Mahkememizce görevlendirilen bilirkişiler … ve … marifetiyle hazırlanan 03/02/2021 tarihli bilirkişi raporunda özetle; ”…Davacının işlemiş ve bilşien devredeki net kazançlarının herhangi bir artış ve iskontoya tabi tutulmaksızın aynen esas alınacağını, işleyecek ve bilinmeyen bakiye devre sonuna kadar geçecek süre içinde Yargıtay’ın bu konudaki yerleşmiş içtihatlarında belirtilen hususlar nazar alınarak her yıl için ayrı ayrı %10 artış ve %10 iskontolama esasına göre hesaplama yapılacağını, kazalının işleyecek devre başındaki net bir yıllık gelirinin; 2.825,90×12=33.910,80-TL olduğunu, anılan tutarın işleyecek aktif devre maddi zarar hesabına esas alınacağını, davacı aktif devre sonunda pasif dönemde de emsallerine göre daha fazla efor sarf ederek hayatını idame ettireceğinden Yargıtay’ın bu konudaki kararları dikkate alınarak pasif dönem zarar hesabına da asgari geçim indirimi dikkate alınmaksızın belirlenen net asgari ücretin yıllık tutarı olan 2.557,59×12=30.691,08-TL olarak esas alınacağını, kazanın 01/06/2015 tarihinden önce meydana geldiğinden somut olaya 01/06/2015 tarihinde yürürlüğe giren poliçe genel şartlarının uygulanma imkanının bulunmadığını, 13/03/2012 kaza tarihi itibariyle yürürlükte olan tarifeye göre davalının zorunlu trafik sigorta poliçesine istinaden sakatlık ve tedavi gideri teminatları bakımından sorunluluk üst limiti ayrı ayrı 225.000,00-TL olduğunu, Sigortalı aracın kullanım amacının ticari gözüktüğünü, avans faizi talebine ilişkin takdirin mahkemede olduğunu, davalı şirkete sigortalı … plakalı halk otobüsünün sürücüsü … …’ın meydana gelen kazada %100 kusurlu olduğunu, … plakalı motosikletin davacı sürücüsü …’ın meydana gelen kazada herhangi bir kusurunun görülmediğini, davalının %100 kusur oranındaki sorumluluk durumuna göre davacı …’ın; Geçici iş göremezlik dönemine ait maddi zararının 694,21-TL olduğunu, sürekli iş göremezlik dönemine ait %8,2 maluliyeti ile ilgili bakiye maddi zararının 107.746,31-TL olduğunu, davacının maddi zararlarının poliçe limitleri içerisinde kaldığını, başvuru tarihinin 09/11/2018 olarak belirlendiğini, sigortalı aracın kullanım amacının ticari gözüktüğünü, avans faizi talebine ilişkin takdirin mahkemede olduğunu…” mütalaa ettiği görülmüştür.

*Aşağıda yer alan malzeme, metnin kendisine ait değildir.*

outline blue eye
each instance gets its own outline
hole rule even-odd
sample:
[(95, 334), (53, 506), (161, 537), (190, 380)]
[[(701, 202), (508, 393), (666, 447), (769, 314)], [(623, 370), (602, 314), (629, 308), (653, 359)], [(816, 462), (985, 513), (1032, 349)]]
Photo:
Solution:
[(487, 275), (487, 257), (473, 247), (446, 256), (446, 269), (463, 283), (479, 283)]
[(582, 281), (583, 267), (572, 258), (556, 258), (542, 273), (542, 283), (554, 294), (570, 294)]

Davacı vekilinin bilirkişi raporu doğrultusunda ıslah dilekçesi ibraz ettiği, ıslah dilekçesinin davalı vekiline tebliğ edildiği anlaşılmıştır.
2918 sayılı Karayolları Trafik Kanununun 97. maddesinde 6704 sayılı Kanunun 5. maddesiyle değişiklik yapılarak, zarar görenin, dava yoluna gitmeden önce ilgili sigorta kuruluşuna yazılı başvuruda bulunması gerektiği düzenlenmiş, aynı değişiklikle Sigorta kuruluşunun başvuru tarihinden itibaren en geç 15 gün içinde başvuruyu yazılı olarak cevaplamaması veya verilen cevabın talebi karşılamadığına ilişkin uyuşmazlık olması hâlinde, zarar gören dava açabileceği veya 5684 sayılı Kanun çerçevesinde tahkime başvurabileceği belirtilmiştir. 6704 sayılı Kanunun 26/04/2016 tarih, 29695 sayılı Resmi Gazetede yayımlanması ile yayım tarihi olan 26/04/2016 tarihinden itibaren KTK’nın 97. maddesinde yapılan değişiklik yürürlüğe girmiştir.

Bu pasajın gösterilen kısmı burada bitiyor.